If I get up from my office desk and walk across the room I can see in the distance the twin towers of the Severn Bridge spanning the Bristol Channel and behind them the first grey-green tracings of the landscape of Wales. As I’ve explained elsewhere, Wales is one of the four kingdoms of the United Kingdom. It was the first to be joined with England, officially by Acts of Union in 1536 and 1543, though it had been a principality in rather a messy sort of way since 1284.

The Anglo-Saxons who invaded and conquered England after the Roman left had no love for the Celtic people already occupying southern Britain and eventually overwhelmed them, except in certain distant western parts where communications were difficult, where there was little of value and where resistance was particularly fierce. So Wales, along with Cornwall, survived with its customs and language largely intact. The word Welsh is actually an Old English word meaning “foreigner; slave” and at first was applied by the Anglo-Saxons to all the native peoples of Britain. As you might guess, the word Welsh is not used by the Welsh: they call their language Cymraeg, their country Cymru and themselves Cymry. Another form of the Anglo-Saxon word was Welch, which now survives only in the name of the regiment The Royal Welch Fusiliers; another variant has become the surname Walsh.

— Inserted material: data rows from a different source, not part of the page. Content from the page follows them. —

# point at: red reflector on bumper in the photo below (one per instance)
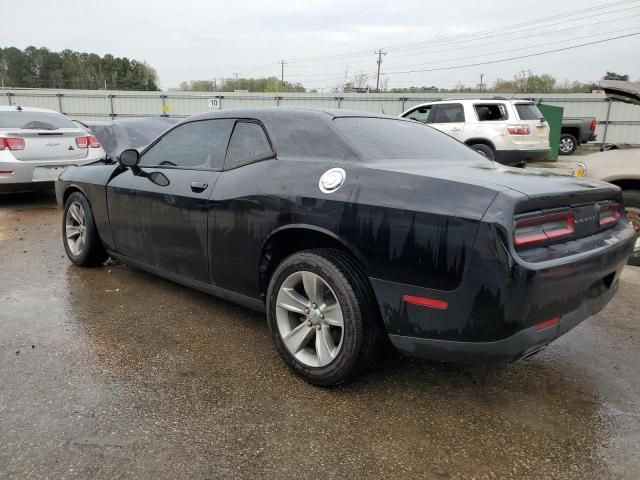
(426, 302)
(547, 323)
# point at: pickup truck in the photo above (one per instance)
(576, 131)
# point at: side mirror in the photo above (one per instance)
(129, 158)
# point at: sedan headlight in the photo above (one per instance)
(581, 170)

For most of the period since 1536 the language has been a casualty of the association with England. There was immense pressure on talented and ambitious young people to learn the dominant language of the island. Welsh was disregarded, though still commonly spoken. Although there was a substantial resurgence in the eighteenth century through the influence of Methodism, by the end of last century only a slight majority of Welsh people claimed to be able to speak Welsh. This figure went into steep decline this century with two great waves of collapse in the early 1900s and the 1960s. By about 1981, it had stabilised at around 15 per cent of the population but has slowly risen since. Very few people are now monolingual Welsh speakers, though I have met one or two in rural areas in central and northern Wales.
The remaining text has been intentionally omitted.